In our last bulletin I referred to a serious summary of global health (found in Foreign Affairs, January 2007) ­– and how hopeless that summary made things out to be. Why hopeless? Not because 50 times as much transnational financial aid is now floating around the world these days, but because of the lack of honest people of good will ­­– the very people who are the product of Christian mission, people who are often overlooked by the major secular aid programs. Missions produce transformed people. They are absolutely essential for any serious solution. But aid agencies have not caught up with that fact!

However, even in the world of selfless Christian missions, money is not always the answer. How is a wretchedly poor, dispossessed family in Darfur similar to a comparatively wealthy, retired believer in the USA? In both cases they need a good reason to live. Their primary bond is not the need for food, or money, or security. The wealthy, retired person may think that with enough food and shelter he can get along. But retired people die prematurely if they do not have a reason to live. Native Americans rolling in money from casinos and with no need to work are worse off than they were before.

The poorest people on this planet often don’t receive the food sent to them. We have previously mentioned the case in Eritrea, where 100,000 tons of food were held back by one tribe from another, starving tribe because the two tribes have long been enemies.

Redistribute wealth?

Worse still is the problem remaining even if every hungry person in the world were to be reliably and regularly given enough to eat. Eating donated food is only a temporary solution. People need to be able to earn a living. Self-reliance, not dependency, is the answer. If all the world’s wealth were redistributed there would still be two kinds of people: 1) those who would use it and replace it because they could earn the replacement, and 2) those who would use it and then be just as poor as ever.

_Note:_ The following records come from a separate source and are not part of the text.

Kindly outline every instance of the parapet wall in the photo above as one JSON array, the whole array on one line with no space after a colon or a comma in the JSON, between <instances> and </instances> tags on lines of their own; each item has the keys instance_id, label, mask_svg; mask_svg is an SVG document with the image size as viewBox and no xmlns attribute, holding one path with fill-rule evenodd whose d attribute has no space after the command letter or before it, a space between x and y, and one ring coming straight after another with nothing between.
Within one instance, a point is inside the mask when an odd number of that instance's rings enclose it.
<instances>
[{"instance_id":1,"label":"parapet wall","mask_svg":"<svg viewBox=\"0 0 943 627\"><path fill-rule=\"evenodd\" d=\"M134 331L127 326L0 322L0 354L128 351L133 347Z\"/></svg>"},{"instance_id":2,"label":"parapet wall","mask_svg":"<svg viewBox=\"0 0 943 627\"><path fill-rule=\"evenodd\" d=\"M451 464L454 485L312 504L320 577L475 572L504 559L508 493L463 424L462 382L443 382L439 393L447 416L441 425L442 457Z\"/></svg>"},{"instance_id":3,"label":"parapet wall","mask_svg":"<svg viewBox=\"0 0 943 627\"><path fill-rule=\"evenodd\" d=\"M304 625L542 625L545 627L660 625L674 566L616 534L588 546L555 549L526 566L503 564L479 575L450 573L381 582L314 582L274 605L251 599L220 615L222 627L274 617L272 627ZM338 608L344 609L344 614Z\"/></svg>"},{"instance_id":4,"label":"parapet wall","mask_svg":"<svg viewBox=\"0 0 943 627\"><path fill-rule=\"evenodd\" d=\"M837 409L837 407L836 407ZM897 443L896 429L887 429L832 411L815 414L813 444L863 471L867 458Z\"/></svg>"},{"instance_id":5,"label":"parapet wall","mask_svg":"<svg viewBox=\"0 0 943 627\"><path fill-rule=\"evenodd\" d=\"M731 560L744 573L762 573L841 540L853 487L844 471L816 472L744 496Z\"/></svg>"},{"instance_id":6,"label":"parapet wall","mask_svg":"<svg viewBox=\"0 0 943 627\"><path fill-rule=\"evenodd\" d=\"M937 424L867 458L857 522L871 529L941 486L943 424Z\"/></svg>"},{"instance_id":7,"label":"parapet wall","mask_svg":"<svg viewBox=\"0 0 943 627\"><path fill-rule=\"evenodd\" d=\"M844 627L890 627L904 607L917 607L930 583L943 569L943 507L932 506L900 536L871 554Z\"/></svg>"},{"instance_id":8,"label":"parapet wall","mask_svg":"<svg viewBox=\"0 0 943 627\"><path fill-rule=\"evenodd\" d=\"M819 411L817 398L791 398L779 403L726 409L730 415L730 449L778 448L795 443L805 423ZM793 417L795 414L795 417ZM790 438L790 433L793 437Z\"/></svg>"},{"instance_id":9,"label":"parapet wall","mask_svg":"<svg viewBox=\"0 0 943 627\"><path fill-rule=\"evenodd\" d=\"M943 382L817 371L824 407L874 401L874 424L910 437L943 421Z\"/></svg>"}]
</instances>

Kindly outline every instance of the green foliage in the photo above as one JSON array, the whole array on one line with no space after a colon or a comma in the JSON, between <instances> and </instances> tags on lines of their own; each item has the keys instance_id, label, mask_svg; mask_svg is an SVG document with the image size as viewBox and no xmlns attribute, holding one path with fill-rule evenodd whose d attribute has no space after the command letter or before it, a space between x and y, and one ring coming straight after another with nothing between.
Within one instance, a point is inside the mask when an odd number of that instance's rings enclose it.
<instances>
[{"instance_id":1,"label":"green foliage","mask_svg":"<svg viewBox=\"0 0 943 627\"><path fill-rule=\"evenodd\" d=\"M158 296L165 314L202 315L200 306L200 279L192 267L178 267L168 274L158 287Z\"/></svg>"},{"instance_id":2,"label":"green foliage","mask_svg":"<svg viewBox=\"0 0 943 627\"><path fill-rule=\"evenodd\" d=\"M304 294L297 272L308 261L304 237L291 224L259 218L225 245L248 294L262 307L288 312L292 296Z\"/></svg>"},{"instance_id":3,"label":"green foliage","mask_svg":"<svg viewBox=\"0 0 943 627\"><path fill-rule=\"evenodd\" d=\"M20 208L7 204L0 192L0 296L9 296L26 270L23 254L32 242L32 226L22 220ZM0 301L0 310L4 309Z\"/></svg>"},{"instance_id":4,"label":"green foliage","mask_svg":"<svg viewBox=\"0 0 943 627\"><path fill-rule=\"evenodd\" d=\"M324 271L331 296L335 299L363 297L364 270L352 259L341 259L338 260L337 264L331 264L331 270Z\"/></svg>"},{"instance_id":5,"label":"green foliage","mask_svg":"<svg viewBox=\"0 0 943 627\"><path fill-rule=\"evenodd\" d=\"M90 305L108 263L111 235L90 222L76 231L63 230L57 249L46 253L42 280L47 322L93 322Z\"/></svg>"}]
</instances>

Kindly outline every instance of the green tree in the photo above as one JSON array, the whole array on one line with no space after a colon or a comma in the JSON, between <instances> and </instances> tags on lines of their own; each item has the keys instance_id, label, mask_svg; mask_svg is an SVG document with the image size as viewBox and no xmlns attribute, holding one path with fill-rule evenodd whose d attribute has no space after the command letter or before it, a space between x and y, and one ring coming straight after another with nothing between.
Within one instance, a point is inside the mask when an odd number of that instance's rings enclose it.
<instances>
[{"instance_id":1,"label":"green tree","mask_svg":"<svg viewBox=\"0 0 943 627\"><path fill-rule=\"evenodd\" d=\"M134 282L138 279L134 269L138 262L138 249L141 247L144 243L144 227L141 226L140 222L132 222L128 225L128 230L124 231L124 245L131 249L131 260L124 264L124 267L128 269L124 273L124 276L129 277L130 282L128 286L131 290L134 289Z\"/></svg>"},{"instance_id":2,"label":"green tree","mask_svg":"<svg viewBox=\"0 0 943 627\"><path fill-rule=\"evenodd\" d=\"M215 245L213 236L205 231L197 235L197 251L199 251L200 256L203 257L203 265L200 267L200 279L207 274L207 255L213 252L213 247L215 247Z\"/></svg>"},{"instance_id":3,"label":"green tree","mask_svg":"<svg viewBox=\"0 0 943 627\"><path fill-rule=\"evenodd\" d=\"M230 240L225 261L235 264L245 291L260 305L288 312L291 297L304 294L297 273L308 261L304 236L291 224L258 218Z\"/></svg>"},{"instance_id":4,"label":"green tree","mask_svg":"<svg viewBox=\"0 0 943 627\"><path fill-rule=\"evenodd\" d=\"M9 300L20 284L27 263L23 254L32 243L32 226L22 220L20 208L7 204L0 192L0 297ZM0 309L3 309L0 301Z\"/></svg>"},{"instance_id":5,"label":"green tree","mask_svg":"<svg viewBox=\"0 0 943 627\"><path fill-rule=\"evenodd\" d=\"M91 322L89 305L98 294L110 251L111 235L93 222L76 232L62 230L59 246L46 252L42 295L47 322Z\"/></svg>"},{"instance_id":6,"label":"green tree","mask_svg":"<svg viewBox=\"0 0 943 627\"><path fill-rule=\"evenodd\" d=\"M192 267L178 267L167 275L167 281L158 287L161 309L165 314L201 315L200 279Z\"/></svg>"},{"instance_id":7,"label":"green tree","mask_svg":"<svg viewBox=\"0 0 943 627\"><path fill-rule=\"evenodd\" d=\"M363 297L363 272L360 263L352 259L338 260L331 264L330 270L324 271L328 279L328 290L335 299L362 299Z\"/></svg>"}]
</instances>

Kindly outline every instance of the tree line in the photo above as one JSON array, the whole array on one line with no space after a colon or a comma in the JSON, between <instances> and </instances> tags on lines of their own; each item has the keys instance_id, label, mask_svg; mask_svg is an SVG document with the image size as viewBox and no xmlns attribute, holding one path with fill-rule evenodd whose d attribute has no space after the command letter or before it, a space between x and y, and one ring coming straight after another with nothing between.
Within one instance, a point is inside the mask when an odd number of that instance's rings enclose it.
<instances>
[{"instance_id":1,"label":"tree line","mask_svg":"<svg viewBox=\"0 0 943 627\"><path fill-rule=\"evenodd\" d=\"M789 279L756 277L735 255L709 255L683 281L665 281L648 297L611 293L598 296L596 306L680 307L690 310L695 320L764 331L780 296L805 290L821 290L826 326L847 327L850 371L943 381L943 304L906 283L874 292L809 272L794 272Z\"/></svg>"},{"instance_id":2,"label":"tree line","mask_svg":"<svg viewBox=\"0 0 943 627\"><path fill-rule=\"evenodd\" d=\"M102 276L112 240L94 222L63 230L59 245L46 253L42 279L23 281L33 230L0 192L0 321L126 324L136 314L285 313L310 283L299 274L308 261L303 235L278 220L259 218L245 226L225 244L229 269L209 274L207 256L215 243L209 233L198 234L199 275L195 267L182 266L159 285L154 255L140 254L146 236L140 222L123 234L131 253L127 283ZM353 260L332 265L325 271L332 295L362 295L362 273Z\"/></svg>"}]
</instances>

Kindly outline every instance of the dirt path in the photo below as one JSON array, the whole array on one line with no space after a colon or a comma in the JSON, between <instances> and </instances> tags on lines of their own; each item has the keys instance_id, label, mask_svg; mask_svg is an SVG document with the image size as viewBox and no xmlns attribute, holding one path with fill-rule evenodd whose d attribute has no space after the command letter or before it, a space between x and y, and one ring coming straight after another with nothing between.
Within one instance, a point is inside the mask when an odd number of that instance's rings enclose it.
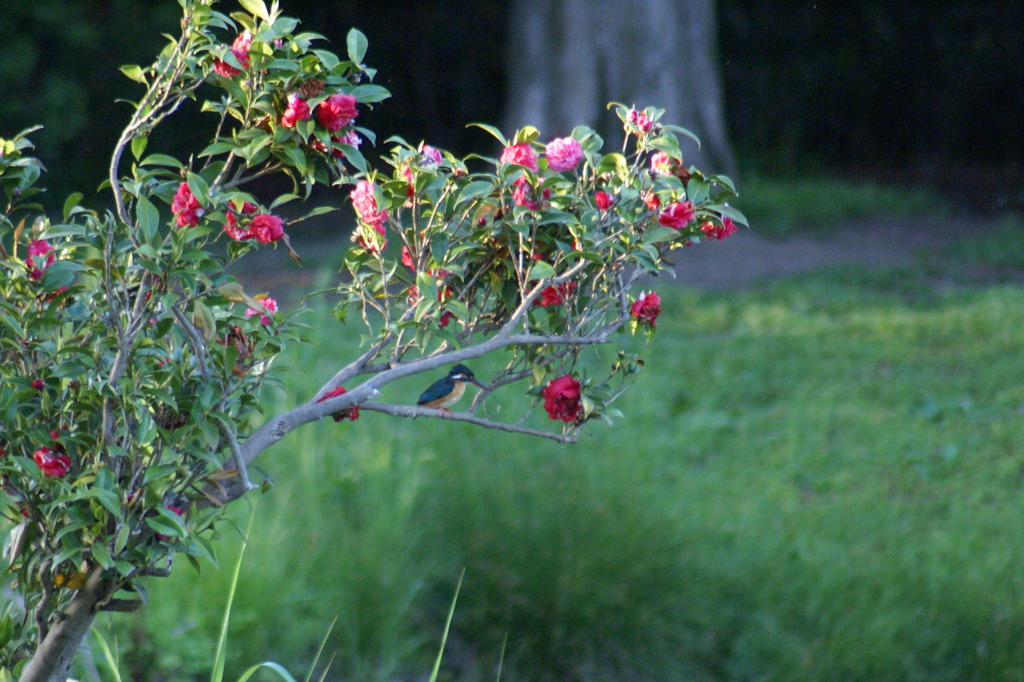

In other words, what if no jobs are available? Millions of jobs are disappearing due to globalization, in which huge, complex and more efficient ways of doings things are now washing over the globe. Navajo tribal women can produce a rug in two months, but that rug can be produced in China much more quickly and almost identically for $50. Half of all of the handwork previously sold by Navajos is now made in China by more efficient methods. Those Navajo women need to be able to do something that will more effectively link them into the global economy.

Thousands of congregations around the world face the same basic problem. Missionaries today cannot avoid this dimension of life. Born-again souls need to be able to earn enough to meet their family’s needs. Handing out money and food is not a long-term solution.

Three of the articles in this issue speak to the issue of helping people help themselves rather than relying on outsiders’ solutions that not only require resources they don’t have but would not work even if they were available! Yes, Christian mission is a complex challenge.

Finally, don’t miss the reference on page 28 to John Rowell’s sadly misinformed and harmful book, To Give or Not to Give? The title of that book is not the primary question we face.